Félix Talego / Profesor de Antropología Política en la Universidad de Sevilla.

José Ángel Gayol / Antropólogo, interventor municipal y miembro del Observatorio Ciudadanu Anticorrupción (OCAN).

Mientras en Asturias José Ángel Fernández Villa es investigado por haber ocultado a Hacienda 1,4 millones de euros, en Andalucía son encausados dos expresidentes de la Junta de Andalucía, Manuel Chaves y José Antonio Griñán, por el escándalo de los ERE y los cursos de formación. En Asturias la Audiencia Nacional está instruyendo el caso de los sobrecostes de la ampliación del puerto de El Musel (250 millones de euros) donde figuran como investigados (antes imputados) el expresidente de la Autoridad Portuaria de Gijón, Fernando Menéndez Rexach, el exdirector del Puerto José Luis Díaz Rato (que también era responsable de la obra de ampliación), 16 directivos de la empresa adjudicataria (UTE Dique Torres), el exdirector general de Tudela Veguín (propiedad de los Masaveu), José Antonio Muñiz Muñiz, y el exconsejero delegado de Hidroeléctrica del Cantábrico, Joaquín Coronado Galdós. En Andalucía, las redes clientelares se hallan perfectamente engrasadas y engarzadas en el sistema democrático español como muestra la grabación de quien fuera delegada de Empleo en Jaén (alto cargo de la Junta de Andalucía), Irene Sabalete, que fue sorprendida amenazando a los funcionarios de su Departamento si no hacían campaña a favor del PSOE. Posteriormente y ante la Guardia Civil, explicó que “entre las prácticas habituales del partido [PSOE]” se encontraba “ofrecer los cargos públicos a disposición del partido a los miembros que estuvieran interesados”.

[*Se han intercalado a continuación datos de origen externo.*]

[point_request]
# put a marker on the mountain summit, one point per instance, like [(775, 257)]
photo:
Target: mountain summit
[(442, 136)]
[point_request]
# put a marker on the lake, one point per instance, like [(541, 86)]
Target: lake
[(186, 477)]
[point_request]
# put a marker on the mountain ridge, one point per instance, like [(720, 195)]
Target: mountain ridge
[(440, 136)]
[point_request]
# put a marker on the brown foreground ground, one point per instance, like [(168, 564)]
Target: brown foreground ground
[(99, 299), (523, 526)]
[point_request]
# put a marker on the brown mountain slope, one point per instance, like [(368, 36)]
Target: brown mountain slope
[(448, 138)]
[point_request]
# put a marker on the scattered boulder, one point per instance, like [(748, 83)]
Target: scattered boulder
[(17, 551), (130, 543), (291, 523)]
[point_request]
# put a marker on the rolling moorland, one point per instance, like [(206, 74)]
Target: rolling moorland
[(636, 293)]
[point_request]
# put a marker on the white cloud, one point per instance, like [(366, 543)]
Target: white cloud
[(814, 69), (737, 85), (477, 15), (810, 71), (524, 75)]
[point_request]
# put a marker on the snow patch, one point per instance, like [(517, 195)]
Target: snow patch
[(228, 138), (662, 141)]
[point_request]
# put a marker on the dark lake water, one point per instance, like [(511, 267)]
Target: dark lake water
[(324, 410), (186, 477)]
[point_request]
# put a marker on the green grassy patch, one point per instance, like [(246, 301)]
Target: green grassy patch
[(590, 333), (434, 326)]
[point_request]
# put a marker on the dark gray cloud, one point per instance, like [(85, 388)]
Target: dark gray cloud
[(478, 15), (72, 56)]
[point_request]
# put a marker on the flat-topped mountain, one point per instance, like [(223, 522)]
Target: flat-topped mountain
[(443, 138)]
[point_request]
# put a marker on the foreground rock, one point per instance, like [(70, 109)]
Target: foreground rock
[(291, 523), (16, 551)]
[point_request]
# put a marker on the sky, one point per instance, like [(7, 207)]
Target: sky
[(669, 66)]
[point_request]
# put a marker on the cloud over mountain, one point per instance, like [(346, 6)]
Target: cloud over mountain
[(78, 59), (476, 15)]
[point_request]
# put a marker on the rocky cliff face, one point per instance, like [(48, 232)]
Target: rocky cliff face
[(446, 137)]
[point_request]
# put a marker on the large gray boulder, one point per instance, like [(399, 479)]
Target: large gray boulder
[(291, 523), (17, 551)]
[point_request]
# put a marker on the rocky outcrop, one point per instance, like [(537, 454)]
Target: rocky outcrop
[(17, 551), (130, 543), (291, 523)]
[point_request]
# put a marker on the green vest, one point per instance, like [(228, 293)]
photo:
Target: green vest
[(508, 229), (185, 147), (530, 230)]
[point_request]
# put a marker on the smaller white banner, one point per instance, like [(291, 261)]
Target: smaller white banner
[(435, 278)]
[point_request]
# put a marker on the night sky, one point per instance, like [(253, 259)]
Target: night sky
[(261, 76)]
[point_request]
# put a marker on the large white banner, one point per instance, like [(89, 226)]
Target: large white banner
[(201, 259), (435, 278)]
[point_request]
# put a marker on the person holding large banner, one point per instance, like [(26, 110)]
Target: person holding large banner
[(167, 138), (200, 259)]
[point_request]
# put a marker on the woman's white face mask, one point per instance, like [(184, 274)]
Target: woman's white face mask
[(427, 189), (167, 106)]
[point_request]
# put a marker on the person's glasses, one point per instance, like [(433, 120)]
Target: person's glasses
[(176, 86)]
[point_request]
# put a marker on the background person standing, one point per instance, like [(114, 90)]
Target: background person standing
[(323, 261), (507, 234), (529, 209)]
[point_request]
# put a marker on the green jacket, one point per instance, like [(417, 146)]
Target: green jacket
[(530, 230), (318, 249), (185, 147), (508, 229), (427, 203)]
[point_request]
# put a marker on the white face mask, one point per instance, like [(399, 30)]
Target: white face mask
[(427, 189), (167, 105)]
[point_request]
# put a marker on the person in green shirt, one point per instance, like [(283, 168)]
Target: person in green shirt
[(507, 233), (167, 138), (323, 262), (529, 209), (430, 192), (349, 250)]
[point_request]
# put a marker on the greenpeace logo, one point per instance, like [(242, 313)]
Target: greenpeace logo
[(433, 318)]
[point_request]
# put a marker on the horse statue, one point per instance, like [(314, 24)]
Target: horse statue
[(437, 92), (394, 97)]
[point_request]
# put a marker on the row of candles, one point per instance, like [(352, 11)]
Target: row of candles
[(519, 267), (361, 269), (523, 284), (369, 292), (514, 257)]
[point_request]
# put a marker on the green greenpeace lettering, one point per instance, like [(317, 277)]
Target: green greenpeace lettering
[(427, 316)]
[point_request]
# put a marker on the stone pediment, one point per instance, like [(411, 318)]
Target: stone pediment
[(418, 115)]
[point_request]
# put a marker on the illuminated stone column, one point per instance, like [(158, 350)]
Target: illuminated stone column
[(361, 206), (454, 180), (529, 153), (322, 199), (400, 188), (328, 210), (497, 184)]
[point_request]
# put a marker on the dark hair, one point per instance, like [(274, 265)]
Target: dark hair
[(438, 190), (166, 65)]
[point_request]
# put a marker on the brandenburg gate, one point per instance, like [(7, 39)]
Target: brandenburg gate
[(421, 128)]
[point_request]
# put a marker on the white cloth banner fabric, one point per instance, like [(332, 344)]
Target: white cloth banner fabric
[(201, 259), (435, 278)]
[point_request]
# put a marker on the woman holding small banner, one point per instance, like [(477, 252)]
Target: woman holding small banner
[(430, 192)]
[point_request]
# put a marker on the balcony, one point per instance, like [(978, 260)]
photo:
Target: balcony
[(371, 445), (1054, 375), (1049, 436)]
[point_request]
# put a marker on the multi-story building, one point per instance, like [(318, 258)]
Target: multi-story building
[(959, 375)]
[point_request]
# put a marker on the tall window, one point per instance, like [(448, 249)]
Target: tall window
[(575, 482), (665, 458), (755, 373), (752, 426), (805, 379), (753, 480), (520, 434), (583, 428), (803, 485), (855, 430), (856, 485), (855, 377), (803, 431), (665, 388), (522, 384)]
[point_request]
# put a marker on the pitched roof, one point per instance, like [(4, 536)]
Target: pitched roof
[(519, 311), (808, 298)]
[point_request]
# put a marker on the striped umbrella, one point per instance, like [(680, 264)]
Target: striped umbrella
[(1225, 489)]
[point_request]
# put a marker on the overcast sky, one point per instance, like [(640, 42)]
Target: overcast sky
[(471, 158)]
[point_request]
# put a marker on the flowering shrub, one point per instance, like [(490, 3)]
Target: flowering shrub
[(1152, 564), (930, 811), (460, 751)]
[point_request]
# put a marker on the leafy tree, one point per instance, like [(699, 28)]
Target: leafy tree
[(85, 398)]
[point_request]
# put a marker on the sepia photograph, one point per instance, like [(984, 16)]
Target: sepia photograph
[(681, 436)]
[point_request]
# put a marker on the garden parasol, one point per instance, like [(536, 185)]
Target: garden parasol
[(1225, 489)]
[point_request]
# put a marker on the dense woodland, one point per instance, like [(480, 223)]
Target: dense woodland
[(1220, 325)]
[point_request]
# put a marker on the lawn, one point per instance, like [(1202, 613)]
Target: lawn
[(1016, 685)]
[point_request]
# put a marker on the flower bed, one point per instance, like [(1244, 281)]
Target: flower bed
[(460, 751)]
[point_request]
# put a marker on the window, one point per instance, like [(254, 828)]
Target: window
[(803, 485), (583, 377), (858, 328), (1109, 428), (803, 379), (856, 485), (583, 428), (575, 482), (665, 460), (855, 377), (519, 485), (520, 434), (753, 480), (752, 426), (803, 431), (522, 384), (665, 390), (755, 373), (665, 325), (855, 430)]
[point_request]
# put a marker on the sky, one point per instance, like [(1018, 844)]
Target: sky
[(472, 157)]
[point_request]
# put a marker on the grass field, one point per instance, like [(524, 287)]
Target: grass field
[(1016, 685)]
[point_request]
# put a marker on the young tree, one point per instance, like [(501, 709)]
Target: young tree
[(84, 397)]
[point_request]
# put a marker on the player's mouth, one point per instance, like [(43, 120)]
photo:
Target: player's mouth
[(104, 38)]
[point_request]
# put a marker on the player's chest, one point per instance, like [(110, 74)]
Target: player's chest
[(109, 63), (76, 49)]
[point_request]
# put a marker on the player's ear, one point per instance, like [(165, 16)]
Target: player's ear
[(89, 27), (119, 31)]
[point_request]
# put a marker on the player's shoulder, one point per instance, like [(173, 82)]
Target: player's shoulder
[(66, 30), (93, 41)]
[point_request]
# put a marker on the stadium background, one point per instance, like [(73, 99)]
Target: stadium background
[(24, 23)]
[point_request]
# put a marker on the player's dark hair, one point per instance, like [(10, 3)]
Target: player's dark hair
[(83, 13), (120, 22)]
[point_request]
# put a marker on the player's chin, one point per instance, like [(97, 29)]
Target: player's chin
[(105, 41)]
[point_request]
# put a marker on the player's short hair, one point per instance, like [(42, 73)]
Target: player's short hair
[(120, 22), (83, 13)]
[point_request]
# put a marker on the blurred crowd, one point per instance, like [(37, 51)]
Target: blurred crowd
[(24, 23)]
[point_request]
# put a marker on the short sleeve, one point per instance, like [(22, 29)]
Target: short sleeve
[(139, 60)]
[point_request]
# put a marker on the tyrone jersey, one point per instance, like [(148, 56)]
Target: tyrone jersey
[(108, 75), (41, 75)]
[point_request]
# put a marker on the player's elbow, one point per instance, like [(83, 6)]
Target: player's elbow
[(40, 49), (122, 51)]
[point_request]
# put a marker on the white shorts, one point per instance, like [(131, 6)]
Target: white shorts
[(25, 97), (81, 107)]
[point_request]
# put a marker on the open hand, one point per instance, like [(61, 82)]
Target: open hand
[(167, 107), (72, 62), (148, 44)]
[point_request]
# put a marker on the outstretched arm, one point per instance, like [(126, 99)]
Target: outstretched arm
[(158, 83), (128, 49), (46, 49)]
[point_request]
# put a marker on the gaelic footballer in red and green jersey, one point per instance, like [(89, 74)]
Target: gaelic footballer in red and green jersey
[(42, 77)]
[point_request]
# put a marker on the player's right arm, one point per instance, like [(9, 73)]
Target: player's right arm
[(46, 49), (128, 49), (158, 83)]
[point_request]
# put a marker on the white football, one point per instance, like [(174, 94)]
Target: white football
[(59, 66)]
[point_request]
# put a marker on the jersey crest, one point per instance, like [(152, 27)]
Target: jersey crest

Cientos de kilómetros separan los lugares de residencia de quienes firman estas líneas, pero las prácticas sociales y culturales en el ámbito de la res publica son las mismas. Asturias y Andalucía no constituyen casos aislados. En Cataluña aparecen cada poco nuevas revelaciones de la trama corrupta que encabezaba la familia Pujol, y en Palma el juez pide para Iñaki Urdangarín una pena de dieciocho años de cárcel, al tiempo que las televisiones tiran de hemeroteca y emiten las diatribas contra la corrupción que en su momento pronunciaba Francisco Granados, exsecretario general del PP madrileño, hoy imputado en la trama Púnica.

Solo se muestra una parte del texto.